私は「百人一緒」の取材のための今回の訪問を楽しみにしていました。何故なら、そこは、私が東京のなかで一番好きな場所にあるからです。機会があるごとに私は何度もそのあたりへでかけています。いいえ、浅草ではありません。そこには多くの木版画職人がいて仕事をしていますし、もちろん私もそこへ行くのが大好きですが、今回は神田・神保町のあたりです。私が惹かれるのは九段下から小川町にかけての靖国通り一帯です... 何十という古本屋さんが列をなしているところです。たいていの場合、いったんこういう店に入ってしまうと、私はその日のうちにしなければならないことをみんな忘れてしまいそうになります。しかし今回、地下鉄の神保町駅を降りて東のほうへ向かった時は、私は、心を鬼にして山のような本の誘惑をふりきり、まっすぐ歩いて行かなければなりませんでした。今回の目的は本を見ることではありません。あらゆる種類の絵の具を扱っている松吉一行さんのお店を訪ねることです。私は、版画をつくるための顔料をここで手に入れています。

しばらく前まで、彼の店は、古い茶色の木造建築でした。しかし、不動産業者の圧力でそれはつぶされてしまい、今、この店は、背の高い近代的な建物の一階にあります。戦時中になんとか戦火を免れたこのあたりの古い木造建築はみな、戦争のような劇的なやり方ではありませんが、同じくらい強引なやり方でつぶされてしまいました。その結果、よく似た鉄やコンクリートの建物が両側にひしめきあっています。しかし、いったんこの店の中に入ると、そんな思いはふきとんでしまいます。棚という棚に、いろいろな色の絵の具の瓶が並び... 床から天井まで、私が届くよりもずっと高く、積み上げられているのです。緑色の絵の具が御入用ですか? いくつかの棚には緑色の入った瓶が92個並んでいます。そのひとつひとつが隣りのものとは違っているのです。黄色はどうでしょうか? 50種類以上あります。白はどうですか? 白色を選ぶなんていうことができるのでしょうか? しかし、ここには40以上もの違った色合いの白色が選ばれるのを待っているのです! そしてこれは、ある一種類のタイプの絵の具の話です。別のタイプの絵の具にも同様の選択が可能なのです。ここ松吉さんの棚と倉庫には、世界のあらゆる所の原料から作られた何百、何千という様々な絵の具がいろいろな芸術家たちに使ってもらうのを待っているのです。

ここにこの店ができてから約60年になります。初めは、京都の店の分家として松吉さんのお父さんが作られました。この仕事をするのにこの地を選ばれたのは、画家や出版社の近くがいいと考えられたからだろうと思ったのですが、そうではないようです。
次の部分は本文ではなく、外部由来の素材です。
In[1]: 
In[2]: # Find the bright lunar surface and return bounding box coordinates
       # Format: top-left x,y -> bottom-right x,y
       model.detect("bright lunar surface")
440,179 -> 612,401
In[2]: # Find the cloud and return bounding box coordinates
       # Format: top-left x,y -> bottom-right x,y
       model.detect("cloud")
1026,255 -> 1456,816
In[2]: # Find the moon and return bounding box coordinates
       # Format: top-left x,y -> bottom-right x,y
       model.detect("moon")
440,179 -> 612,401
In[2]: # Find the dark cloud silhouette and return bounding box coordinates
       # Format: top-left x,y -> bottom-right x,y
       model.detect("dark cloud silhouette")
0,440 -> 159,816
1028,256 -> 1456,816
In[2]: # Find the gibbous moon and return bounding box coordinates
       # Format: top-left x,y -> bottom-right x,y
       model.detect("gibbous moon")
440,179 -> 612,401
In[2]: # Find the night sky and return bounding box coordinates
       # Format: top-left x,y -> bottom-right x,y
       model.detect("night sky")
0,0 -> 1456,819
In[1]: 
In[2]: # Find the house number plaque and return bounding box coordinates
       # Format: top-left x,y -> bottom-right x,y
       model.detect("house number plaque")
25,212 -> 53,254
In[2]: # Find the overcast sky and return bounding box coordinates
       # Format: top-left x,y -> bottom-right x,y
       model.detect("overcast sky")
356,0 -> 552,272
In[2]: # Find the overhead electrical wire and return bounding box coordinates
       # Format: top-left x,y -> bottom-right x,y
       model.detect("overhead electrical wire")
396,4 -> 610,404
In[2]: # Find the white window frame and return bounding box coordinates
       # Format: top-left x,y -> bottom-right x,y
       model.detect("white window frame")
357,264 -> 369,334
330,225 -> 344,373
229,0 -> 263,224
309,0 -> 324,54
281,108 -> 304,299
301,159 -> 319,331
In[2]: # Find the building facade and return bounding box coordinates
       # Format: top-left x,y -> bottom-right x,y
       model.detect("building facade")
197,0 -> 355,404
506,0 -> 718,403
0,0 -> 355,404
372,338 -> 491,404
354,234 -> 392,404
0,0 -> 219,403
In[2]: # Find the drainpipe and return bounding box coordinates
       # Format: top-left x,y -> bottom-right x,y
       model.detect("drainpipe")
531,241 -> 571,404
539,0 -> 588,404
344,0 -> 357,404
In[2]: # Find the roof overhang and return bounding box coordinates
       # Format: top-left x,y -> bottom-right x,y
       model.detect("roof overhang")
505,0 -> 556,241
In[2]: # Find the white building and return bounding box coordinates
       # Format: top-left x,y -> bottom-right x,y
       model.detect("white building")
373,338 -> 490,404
ここを選ばれた理由は、衣服を作る仕事場に近い、ということでした。衣服を作る仕事はいろいろな染料や顔料を必要とします。かつてここはそういう仕事場がたくさんあったところなのです。しかし、時は流れ、松吉さんの顧客はもはや限られた職業の人たちだけではなくなりました。今や、織物の染色をする人たちだけでなく、私のような木版画家や、看板屋さん、そしてもちろん、92個の緑色たちが待っている日本画家も彼のお客さんになっています。彼のお客さんは日本中にいます。その上、海外へ品物を送ることもあります。松吉さんは、「英語がうまくならないとそっちのほうまで手を広げられないけれど...」とおっしゃっていますが。

戦時中は、松吉さんはまだ小さかったので、田舎へ疎開しておられました。でも、松吉さんは、約15年前、お店の倉庫が火事にあった時のことをはっきりと覚えておられます。建物の中から消防士たちが出てきた時、絵の具のせいで色とりどりの制服になっていたさまをありありと覚えておられるそうです。今になって思うと、いろいろな色の絵の具の山に水をかける様子は、滑稽に思えてきます。でもその時は、有毒な物質が燃えて出る煙の雲は決して滑稽なものなどではありませんでした...

この店の製品のほとんどは「すぐに使える」状熊で売られています。しかし、収納庫の上に並べられたいくつかの瓶を見ると、ここの仕事がどんなふうに変わってきたのかを知ることができます。これらの瓶の中には様々な伝統的な色を作るための原料がそのままの形で入れられています。花びらや花の種、松笠など。ラベルには「ベニバナ」「ヤマモモ」「ヤシヤダマ」「ウコン」などと書かれていますが、これらはみな今日ではあまり聞かれなくなった言葉です。瓶の上のほこりを見ても、そのことがわかります。でも、ここが生気のない古い店だ、というのではありません。私が松吉さんと話していた数時間の間中、電話とファックスはひっきりなしにかかってきていました。彼の助手たちが、発送のためにたくさんの大きな箱を包装し、荷造りしていました。活気にあふれた音があちこちから聞こえてきました。

私はこの店のあまりいいお客ではありません。私はそれほど多くの版画を作りませんし、私の買うのは、高価でない絵の具の小さな包みのいくつかで、それで十分何年ももつのです。でも、ここのお客さんのほとんどが私よりも生産的で、松吉さんの仕事がずっと先まで続いてくれるといいなあと思います。私は本当にそう思います。何故ならこの仕事は、職人とそれを支える人たちとの鎖の大切なひとつの輪だからです。この人たちがおられなかったら、私は自分の仕事を続けることができません。でも、もちろん、これらの輪のどれもが、みんなきわめて重要なものなので、何が一番重要かなどと言うことはできません。これらのうちのどれかひとつでもこわれてしまったら、私の版画製作の全過程は停止してしまいます。松吉さん、まわりの店がみんな、このあたりを買占めている大きなスポーツ店に身売りしていく中で、この仕事を続けてくださってありがとうございます。私は本屋さんに首をつっこんでいないで、もっと頻繁にここを訪ねて来ることを約束します!